The original set of over 75 input predictor variables for the retention model (and 42 for the unsuppressed VL model) were reduced to a more practical number through feature selection using a Random Forest algorithm on all inputs. Random Forest permutes the inputs into trees of different groups of predictors, and the change in predictive power (as measured by AUC) of the model for each permutation was calculated. This process prioritises groups of predictor variables that together improve predictive power and deprioritises those that contribute little or no improvement to AUC. Random Forest was able to rank the relative feature importance of the total input set for each model. Figure 3A,B illustrate their relative importance in helping correctly and repeatedly classify a particular observation as a correct or incorrect prediction of the target outcome. The predictor variables with higher importance help the algorithm distinguish between its classifications more often and more correctly than those with lower importance. For example, in the retention model (Fig. 3A), gender represented in the Boolean variable ‘Is Male’ has some correlation with the missed visit target outcome and measurably more than the eliminated predictor variables that had zero correlation. However, it is clear that the algorithm relied on correlations in the patients’ prior behavior (frequency of lateness, time on treatment, etc.) to segment the risk of outcome, and together, these described more of the difference than gender alone.
Our results indicated that prior patient behavior and treatment history were extremely important in predicting both visit attendance and viral load results in these datasets and that traditional demographic predictor variables were less useful than behavioral indicators. These more powerful predictor variables can also be used to further stratify populations by risk and segment more granularly for targeted interventions and differentiated care.

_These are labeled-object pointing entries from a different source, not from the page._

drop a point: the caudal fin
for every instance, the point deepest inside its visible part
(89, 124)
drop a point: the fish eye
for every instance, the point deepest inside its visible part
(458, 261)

During feature selection we investigated overfitting to particular features through comparative tests of features permutation importances with the goal of identifying any overfitted but erroneous highly correlated features in the training set that weren’t a reflected phenomenon in the test set (Supplementary Figure 1). We also performed correlation checks on the candidate input features. Rather than assuming that multicollinearity in the input variables was necessarily leading to information loss, during the feature selection phase, we tried several combinations of feature groupings to test the relationship of certain groups against the prediction metrics. The matrix of these feature correlation checks is depicted in Supplementary Figure 2.
We also report the model performance metrics considering various subsets of the ranked input features to determine whether reducing the model to the 10 most important features impacted on performance metrics. As noted in Supplementary table 1, overall model accuracy varied by only 5% comparing a model including only the 5 most important features (62%) with a model including all 75 features (67%). Difference in AUC between these two models was less than 0.04 (Supplementary Figure 3).